Modeling and simulation of polycrystalline ZnO thin-film transistors

TL;DR

This paper models and simulates the effects of grain boundaries on polycrystalline ZnO thin-film transistors, revealing how grain size and defect density influence device performance and barrier formation.

Contribution

It introduces a detailed two-dimensional simulation approach for analyzing grain boundary effects in ZnO TFTs, considering multiple boundaries and defect distributions.

Findings

Smaller grain sizes cause overlapping Schottky barriers.

Barrier height depends on defect density and gate bias.

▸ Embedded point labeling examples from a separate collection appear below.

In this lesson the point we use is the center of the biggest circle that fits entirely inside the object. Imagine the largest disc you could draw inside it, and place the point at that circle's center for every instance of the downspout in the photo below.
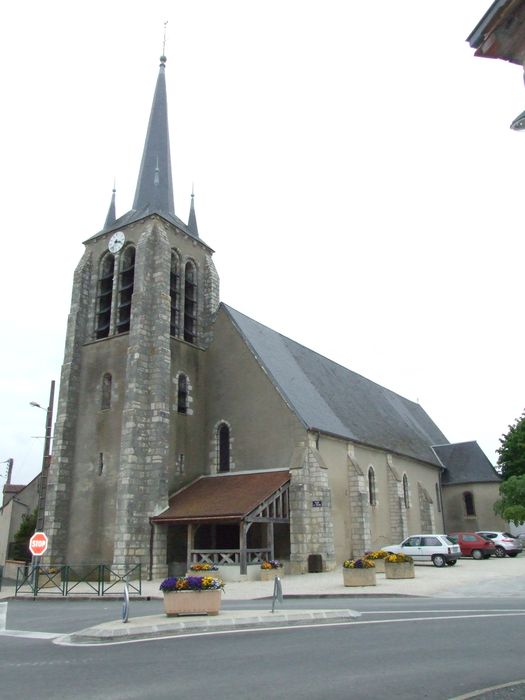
(151, 537)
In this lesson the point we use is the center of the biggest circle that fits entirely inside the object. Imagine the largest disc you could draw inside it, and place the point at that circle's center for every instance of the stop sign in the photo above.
(38, 544)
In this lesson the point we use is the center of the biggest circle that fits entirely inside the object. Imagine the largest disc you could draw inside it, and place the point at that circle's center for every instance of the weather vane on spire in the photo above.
(163, 57)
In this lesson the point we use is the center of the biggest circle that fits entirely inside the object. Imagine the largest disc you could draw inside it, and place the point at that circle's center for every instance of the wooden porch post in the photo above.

Simulation estimates trap state density from mobility and grain size.

Abstract

Thin film transistors (TFTs) made of transparent channel semiconductors such as ZnO are of great technological importance, because their insensitivity to visible light makes device structures simple. In fact, several demonstrations are made on ZnO TFT achieving reasonably good field effect mobilities of 1-10 cm2/Vs, but reveal insufficient device performances probably due to the presence of dense grain boundaries. We have modeled grain boundaries in ZnO thin film transistors (TFTs) and performed device simulation using a two-dimensional device simulator for understanding the grain boundary effects on the device performance. Actual polycrystalline ZnO TFT modeling is commenced with considering a single grain boundary in the middle of the TFT channel formulating with a Gaussian defect distribution localized in the grain boundary. A double Shottky barrier is formed in the grain boundary and its barrier height are analyzed as functions of defect density and gate bias. The simulation is extended to the TFTs with many grain boundaries to quantitatively analyze the potential profiles developed along the channel. One of the big contrasts of polycrystalline ZnO TFT compared with a polycrystalline Si TFT is that much smaller nanoscaled grain size induces heavy overlap of double Shottky barriers. Through the simulation, we can estimate the total trap state density localized in the grain boundaries for a polycrystalline ZnO by knowing apparent mobility and grain size in the device.